How Panamacebus performed the feat is a bit mysterious. After all, seagoing simians seem somewhat suspicious.
"Panama represents the southernmost extreme of the North American continent at that time," said Jonathan Bloch, a vertebrate paleontology curator at the Florida Museum of Natural History on the University of Florida campus.
"It may have swum across, but this would have required covering a distance of more than 100 miles, a difficult feat for sure. It's more likely that it unintentionally rafted across on mats of vegetation," Bloch added.

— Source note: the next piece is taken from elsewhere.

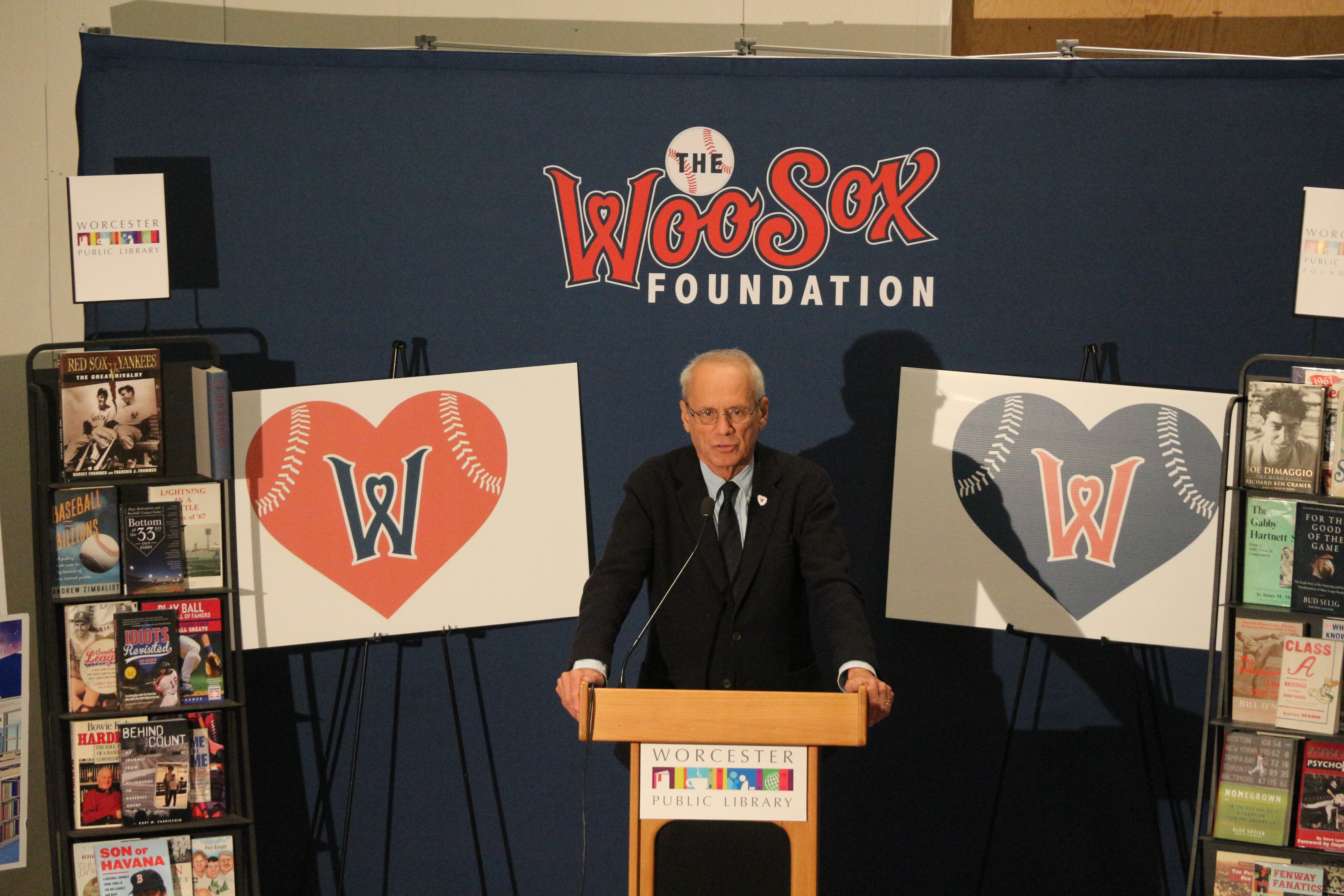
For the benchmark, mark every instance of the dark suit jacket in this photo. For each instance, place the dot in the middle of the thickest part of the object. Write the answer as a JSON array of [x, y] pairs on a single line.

Bloch said as far as anyone knows these monkeys were the only mammals that managed to cross the seaway from South America to reach present-day Panama. While South American giant ground sloths managed to reach North America about 9 million years ago, it was not until about 3.5 million years ago that the Isthmus of Panama formed, allowing animals to begin trekking in large numbers between the continents in one of the biggest mixing of species on record.
Bloch said learning that monkeys lived then in North America was a "mind-bending discovery" because it had long been accepted that they simply did not exist there at that time.
It would be akin to learning that Australia's kangaroos and koalas live in the wilds of Asia today.
Monkeys originated in Africa and later spread to other parts of the world. Scientists believe monkeys made an even lengthier transoceanic voyage, perhaps 37 million years ago, when they transited from Africa to South America, also probably on floating debris.
Bloch said the seven teeth, the largest of which were molars about one-fifth of an inch (5 mm) long, were unmistakable as belonging to a South American monkey, and their shape showed Panamacebus had a diet of fruit in its tropical forest environment.
The research was published in the journal Nature.